Comment by markus makela [ 2015-06-26 ]

Yes, this seems to be the case with most of the applications. A large part of them seem to use pooled connections and MaxScale will see them as one long session.

MaxScale can be configured to work better with pooled connections. The max_sescmd_history option closes sessions that exceed the set limit. Using this will force the sessions to be recreated which will cause a slight performance drop due to the closing and opening of the session. This is why the disable_sescmd_history option exists.

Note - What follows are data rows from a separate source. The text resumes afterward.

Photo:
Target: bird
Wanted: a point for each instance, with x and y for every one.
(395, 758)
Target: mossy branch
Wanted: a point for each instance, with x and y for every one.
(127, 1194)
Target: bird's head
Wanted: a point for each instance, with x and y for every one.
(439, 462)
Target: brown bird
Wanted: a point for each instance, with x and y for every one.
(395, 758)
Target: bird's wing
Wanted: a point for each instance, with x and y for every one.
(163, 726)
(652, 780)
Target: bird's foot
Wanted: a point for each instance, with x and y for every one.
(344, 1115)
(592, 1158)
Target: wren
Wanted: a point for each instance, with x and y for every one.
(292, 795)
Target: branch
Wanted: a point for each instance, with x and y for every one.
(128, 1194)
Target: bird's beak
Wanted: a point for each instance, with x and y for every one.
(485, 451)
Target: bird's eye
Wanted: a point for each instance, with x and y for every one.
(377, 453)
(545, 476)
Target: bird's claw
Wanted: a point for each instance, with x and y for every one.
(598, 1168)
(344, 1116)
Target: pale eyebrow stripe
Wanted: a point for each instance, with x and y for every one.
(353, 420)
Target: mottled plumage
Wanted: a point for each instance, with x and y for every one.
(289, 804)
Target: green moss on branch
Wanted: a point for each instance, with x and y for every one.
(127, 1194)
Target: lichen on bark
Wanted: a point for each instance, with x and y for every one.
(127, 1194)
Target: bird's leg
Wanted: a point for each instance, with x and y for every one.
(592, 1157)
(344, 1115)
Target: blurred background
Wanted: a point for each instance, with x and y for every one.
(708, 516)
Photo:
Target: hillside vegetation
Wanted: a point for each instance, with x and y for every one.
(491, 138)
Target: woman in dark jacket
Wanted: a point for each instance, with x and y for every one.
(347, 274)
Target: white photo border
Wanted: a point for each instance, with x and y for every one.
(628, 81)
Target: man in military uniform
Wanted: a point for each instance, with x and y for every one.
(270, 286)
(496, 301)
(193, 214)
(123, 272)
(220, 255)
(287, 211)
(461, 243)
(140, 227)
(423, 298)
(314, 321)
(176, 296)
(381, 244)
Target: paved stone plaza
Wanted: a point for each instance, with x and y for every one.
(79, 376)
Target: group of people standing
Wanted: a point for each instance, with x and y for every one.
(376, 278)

Other ways to enforce limits on sessions is to set the connection_timeout=<seconds> parameter for the service. This will close all sessions which have been idle for too long.

Comment by Krzysztof Książek [ 2015-07-03 ]

Markus, just to confirm I'm setting the option correctly. Does this setup of a rwsplit router looks fine to you?

[RW]
type=service
router=readwritesplit
servers=10.10.92.198
user=maxmonit
passwd=3590E771B21BC31B9112404385FDD66A
max_slave_connections=100%
router_options=disable_sescmd_history=true

Actually, I've tested setting the disable_sescmd_history=true also outside of the router_options. None of it prevented MaxScale from increasing it's memory footprint.

Comment by markus makela [ 2015-07-03 ]

The config looks good, it should prevent the storing of session commands.

Did you install MaxScale from a package or build it from source?

Comment by Krzysztof Książek [ 2015-07-03 ]

I've installed if from the repo:

root@ip-10-10-92-43:~# cat /etc/apt/sources.list.d/maxscale.list
deb http://code.mariadb.com/mariadb-maxscale/1.1/repo/ubuntu trusty main

Comment by markus makela [ 2015-07-07 ]

I've reproduced one memory leak but it was caused when the pt-log-player failed to execute a query:

Found 2 session files.
--threads is greater than the number of session files.  Only 2 concurrent process will be ran at /usr/bin/pt-log-player line 2774.
Error getting the current SQL_MODE: DBD::mysql::db selectrow_array failed: fetch() without execute() [for Statement "SELECT @@SQL_MODE"] at /usr/bin/pt-log-player line 2278.

This has been fixed but I'll still continue testing for other possible memory leaks.